Beck’s father had been frugal by nature and had raised his son that way. When he died at the age of fifty-seven, he left Werner Beck a staggeringly diverse portfolio of investments, sole ownership of a successful company that was about to go public, and a work ethic only slightly less demanding than the disciplines practiced by Tibetan monks.

The fortune hadn’t diverted Beck from his academic career, which he had conducted with the same Spartan intensity. When Beck discovered the Correspondence Society he had immediately diverted some of his wealth to the support of clandestine research. And if Beck felt his generosity entitled him to a certain amount of deference, a little centrality in an otherwise decentralized organization, who could say he was wrong?

In 1990 Beck had married a former student who gave birth to one child, Leo, and who had little to do with the Society. She died in a car accident when Leo was very young. Her death must have been traumatic for Werner, but that was pure surmise on Ethan’s part: Beck had never spoken about his feelings and had seemed reluctant even to mention the loss. But it was after the death of his wife that Beck severed all contact with conventional academia and began to devote himself exclusively to the Society’s business.

“And the only reason you know any of this,” Nerissa said, “is that Beck told you. He could have been lying.”

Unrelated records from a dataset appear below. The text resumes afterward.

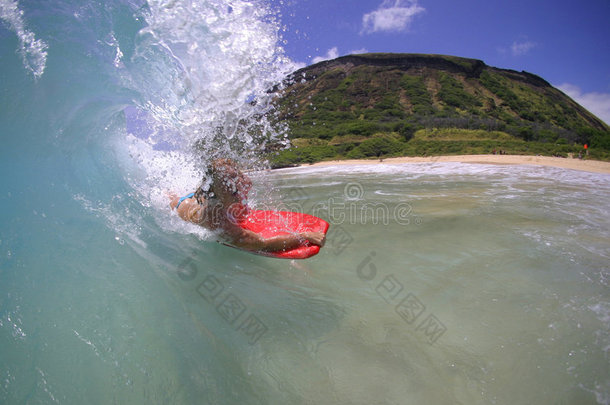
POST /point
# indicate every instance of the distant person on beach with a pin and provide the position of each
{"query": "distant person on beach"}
(223, 204)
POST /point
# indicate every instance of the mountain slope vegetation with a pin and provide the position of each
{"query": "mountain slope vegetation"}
(378, 105)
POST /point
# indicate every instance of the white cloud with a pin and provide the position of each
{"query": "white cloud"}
(597, 103)
(332, 53)
(392, 15)
(521, 48)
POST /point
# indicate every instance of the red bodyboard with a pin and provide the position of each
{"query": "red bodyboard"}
(273, 223)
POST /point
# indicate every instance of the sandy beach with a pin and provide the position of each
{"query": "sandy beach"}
(594, 166)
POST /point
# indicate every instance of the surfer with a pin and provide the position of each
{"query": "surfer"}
(223, 203)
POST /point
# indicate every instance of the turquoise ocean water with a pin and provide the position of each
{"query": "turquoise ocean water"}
(441, 283)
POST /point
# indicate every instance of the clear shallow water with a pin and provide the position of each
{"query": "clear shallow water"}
(440, 283)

“Why would he lie?” The money was real, Ethan thought. The work was real.

“He may not be clinically paranoid, but he’s almost certainly narcissistic. He needs to feel special, like he’s fulfilling some grandiose destiny. On bad days, he probably suspects his own inadequacy.”

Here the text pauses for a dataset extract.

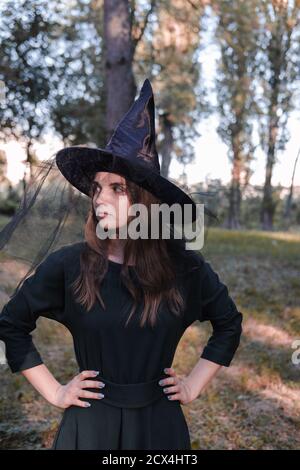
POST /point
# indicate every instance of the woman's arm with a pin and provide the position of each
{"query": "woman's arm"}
(59, 395)
(200, 376)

“And you’re making that diagnosis based on what exactly?”

“Jesus, Ethan, think about it! He wants us to think he’s fighting a clandestine war, that he has a cadre of secret soldiers, that he’s figured out the hypercolony’s weaknesses…”

“Maybe it’s true.”

“It doesn’t feel true. It doesn’t even feel likely. What are you saying, you think he’s completely sane?”

“No. But I’m not sure any of us rises to that standard.” There was nothing left to do but sleep. Ethan turned down the bed, stripped to his underwear and lay down. Nerissa curled up beside him and adjusted the blankets. Within minutes her breathing steadied into a gentle burr.

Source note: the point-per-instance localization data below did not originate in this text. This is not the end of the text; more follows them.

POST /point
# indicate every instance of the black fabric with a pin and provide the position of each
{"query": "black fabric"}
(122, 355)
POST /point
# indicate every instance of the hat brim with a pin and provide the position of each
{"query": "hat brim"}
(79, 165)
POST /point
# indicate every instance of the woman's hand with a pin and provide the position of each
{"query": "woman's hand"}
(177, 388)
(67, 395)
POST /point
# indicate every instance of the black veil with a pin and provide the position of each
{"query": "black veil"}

They had grown accustomed to sharing a bed during the drive to Joplin. Given the circumstances, that hardly represented an erotic opportunity. It was, however, a small reminder that they had never been officially divorced. Separated and effectively divorced, divorced in all but name; nevertheless, he was lying here next to his legally-ordained wife, feeling a different uneasiness than he would have felt with a stranger. He couldn’t suppress all the memories she provoked. She had changed in seven years. But she smelled the same, and he found himself imagining she tasted the same—her mouth, her skin… not a wise thought.

He rolled away from her, toward the window. Nerissa had opened the curtains before she turned in, a habit of hers. She used to say that a view of the sky made her feel less confined. Apparently that was still true. But all Ethan could see was blackness and a few pale stars. Of course his old enemy was up there, too, ethereal and tirelessly observant, as enigmatic and as perversely fascinating as ever. Did he hate the hypercolony the way Beck claimed to? Of course he did. It had taken away everything that mattered to him. It was relentlessly, tirelessly lethal.

The difference was that he knew it didn’t hate him in return. He didn’t believe the hypercolony was capable of that or any other emotion. It had the magnificently indifferent lethality of a poisonous mushroom or a venomous insect.

He hated it, but he respected it. Maybe even admired it.

Would he help Beck exterminate it, if that was possible? Yes. And in the unlikely event they succeeded, he would rejoice. But unlike Beck, unlike Nerissa, he would also grieve for the passing of an extraordinary living thing.

And maybe that made him an unlikely soldier. And maybe Beck had known that about him all along.